Op grond van art. 53 lid 1 EEX-Vo moet de partij die om een verklaring van uitvoerbaarheid verzoekt, een expeditie van de beslissing overleggen die voldoet aan de voorwaarden nodig voor haar echtheid. Art. 53 lid 2 EEX-Vo schrijft voor dat deze partij bovendien het in art. 54 EEX-Vo bedoelde certificaat overlegt, welk certificaat wordt afgegeven door het gerecht of de bevoegde autoriteit van de lidstaat waar de beslissing is gegeven. Art. 55 lid 1 EEX-Vo voorziet in de mogelijkheid dat het certificaat niet wordt overgelegd: in dat geval kan de rechter aan wie het verzoek tot uitvoerbaarverklaring wordt gericht, voor de overlegging van het certificaat een termijn bepalen, gelijkwaardige documenten aanvaarden, dan wel, indien hij zich voldoende voorgelicht acht, van die overlegging vrijstelling verlenen.

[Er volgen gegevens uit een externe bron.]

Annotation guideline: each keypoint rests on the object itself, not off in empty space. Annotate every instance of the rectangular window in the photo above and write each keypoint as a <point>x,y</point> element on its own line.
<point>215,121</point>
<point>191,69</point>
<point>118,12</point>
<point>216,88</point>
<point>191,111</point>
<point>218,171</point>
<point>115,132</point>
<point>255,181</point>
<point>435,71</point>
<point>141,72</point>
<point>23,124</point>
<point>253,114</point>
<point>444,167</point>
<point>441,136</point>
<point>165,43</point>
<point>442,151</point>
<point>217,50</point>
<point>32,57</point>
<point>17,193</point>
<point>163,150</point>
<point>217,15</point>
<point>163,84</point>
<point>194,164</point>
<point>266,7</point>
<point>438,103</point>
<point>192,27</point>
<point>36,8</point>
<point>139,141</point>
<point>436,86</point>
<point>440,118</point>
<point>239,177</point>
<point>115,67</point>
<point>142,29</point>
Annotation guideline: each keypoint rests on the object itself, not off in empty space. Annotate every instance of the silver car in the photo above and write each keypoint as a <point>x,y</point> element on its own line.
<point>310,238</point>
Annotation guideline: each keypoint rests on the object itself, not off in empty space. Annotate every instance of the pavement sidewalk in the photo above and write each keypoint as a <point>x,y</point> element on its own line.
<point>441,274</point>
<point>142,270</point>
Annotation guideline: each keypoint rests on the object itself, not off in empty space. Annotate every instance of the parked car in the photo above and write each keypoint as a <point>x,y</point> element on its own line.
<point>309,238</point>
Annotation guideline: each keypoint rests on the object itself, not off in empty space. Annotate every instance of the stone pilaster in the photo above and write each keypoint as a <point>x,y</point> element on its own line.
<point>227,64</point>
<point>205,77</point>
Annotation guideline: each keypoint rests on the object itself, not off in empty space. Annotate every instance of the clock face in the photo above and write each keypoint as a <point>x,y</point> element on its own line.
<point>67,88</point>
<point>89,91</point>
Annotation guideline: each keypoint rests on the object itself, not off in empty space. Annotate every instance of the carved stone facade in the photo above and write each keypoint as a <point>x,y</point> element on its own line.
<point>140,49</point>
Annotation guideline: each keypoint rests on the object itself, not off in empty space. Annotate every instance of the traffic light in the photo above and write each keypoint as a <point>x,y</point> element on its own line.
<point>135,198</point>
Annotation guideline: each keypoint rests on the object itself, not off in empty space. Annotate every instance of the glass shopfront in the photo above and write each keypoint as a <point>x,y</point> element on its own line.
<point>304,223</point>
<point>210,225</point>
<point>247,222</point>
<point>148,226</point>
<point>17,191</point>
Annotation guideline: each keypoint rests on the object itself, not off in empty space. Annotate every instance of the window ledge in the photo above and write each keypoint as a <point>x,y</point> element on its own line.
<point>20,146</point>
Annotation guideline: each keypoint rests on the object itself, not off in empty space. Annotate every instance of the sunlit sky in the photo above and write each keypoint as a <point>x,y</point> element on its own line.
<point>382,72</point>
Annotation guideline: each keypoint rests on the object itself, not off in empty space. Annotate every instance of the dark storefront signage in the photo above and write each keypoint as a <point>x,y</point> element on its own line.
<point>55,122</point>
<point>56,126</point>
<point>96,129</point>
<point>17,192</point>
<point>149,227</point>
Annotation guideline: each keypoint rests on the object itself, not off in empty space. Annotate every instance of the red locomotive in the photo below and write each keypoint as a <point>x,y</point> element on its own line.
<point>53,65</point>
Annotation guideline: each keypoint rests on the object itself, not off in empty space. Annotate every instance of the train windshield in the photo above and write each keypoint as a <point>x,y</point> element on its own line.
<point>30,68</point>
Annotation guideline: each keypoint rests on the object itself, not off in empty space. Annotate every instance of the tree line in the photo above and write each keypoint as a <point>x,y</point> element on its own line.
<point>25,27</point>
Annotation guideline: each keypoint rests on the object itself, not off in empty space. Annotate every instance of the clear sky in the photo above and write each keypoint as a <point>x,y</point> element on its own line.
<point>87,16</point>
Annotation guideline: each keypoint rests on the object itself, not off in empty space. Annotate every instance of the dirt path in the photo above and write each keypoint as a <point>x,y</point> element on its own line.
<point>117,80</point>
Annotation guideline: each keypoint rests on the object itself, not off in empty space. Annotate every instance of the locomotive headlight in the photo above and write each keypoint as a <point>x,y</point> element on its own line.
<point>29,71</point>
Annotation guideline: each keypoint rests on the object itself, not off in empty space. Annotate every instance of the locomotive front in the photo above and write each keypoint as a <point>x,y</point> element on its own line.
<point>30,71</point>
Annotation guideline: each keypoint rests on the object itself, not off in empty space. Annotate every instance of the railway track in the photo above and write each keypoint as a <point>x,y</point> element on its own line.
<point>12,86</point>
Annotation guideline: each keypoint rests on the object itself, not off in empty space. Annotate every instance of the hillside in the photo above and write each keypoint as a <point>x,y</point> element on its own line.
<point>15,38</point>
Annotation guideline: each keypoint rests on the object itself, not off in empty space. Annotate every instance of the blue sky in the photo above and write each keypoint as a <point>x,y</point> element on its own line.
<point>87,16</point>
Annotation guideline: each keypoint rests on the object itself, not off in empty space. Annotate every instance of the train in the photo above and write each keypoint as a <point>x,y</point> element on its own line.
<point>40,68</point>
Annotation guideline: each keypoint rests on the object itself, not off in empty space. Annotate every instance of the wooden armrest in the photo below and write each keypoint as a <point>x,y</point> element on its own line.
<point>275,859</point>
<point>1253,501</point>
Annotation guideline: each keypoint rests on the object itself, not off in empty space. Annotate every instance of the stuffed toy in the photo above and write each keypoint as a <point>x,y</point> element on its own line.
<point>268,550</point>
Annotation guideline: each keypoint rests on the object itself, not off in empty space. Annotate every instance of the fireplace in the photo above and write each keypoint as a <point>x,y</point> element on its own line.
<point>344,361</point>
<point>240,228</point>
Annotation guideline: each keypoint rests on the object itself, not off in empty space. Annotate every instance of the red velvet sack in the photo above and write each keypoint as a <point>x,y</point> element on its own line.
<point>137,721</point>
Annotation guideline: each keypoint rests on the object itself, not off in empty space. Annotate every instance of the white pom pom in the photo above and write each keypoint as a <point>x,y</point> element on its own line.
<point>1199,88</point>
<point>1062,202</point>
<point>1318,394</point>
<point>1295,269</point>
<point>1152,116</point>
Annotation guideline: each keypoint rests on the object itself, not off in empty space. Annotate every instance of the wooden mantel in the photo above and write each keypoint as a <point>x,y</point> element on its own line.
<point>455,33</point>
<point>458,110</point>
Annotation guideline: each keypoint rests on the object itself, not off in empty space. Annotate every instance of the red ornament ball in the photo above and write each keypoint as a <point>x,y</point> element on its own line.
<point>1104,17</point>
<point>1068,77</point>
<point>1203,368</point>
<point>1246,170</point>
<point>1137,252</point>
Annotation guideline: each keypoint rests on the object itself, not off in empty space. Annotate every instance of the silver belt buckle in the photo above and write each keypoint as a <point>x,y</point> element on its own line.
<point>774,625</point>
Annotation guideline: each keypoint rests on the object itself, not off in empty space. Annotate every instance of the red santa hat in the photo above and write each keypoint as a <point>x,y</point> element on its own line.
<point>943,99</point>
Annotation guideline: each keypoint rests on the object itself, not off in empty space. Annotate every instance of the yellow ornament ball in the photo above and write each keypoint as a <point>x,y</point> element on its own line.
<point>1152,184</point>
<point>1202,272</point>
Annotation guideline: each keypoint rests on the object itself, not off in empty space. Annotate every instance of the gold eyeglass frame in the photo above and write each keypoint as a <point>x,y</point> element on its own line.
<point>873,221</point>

Vervolgens bepaalt art. 41 EEX-Vo dat de beslissing uitvoerbaar wordt verklaard zodra de formaliteiten van art. 53 zijn vervuld, zonder toetsing uit hoofde van de art. 34 en 35, en dat de partij tegen wie de tenuitvoerlegging wordt gevraagd, in deze stand van de procedure niet wordt gehoord.
Ten slotte schrijft art. 42 lid 2 EEX-Vo voor dat de verklaring van uitvoerbaarheid wordt betekend of meegedeeld aan de partij tegen wie de tenuitvoerlegging wordt gevraagd, en dat die verklaring vergezeld gaat van de beslissing, indien deze nog niet aan haar is betekend of meegedeeld.
3.5.3
Op het vorenstaande stuiten de klachten van middel II, middel IV en onderdeel 8.2 van middel V af.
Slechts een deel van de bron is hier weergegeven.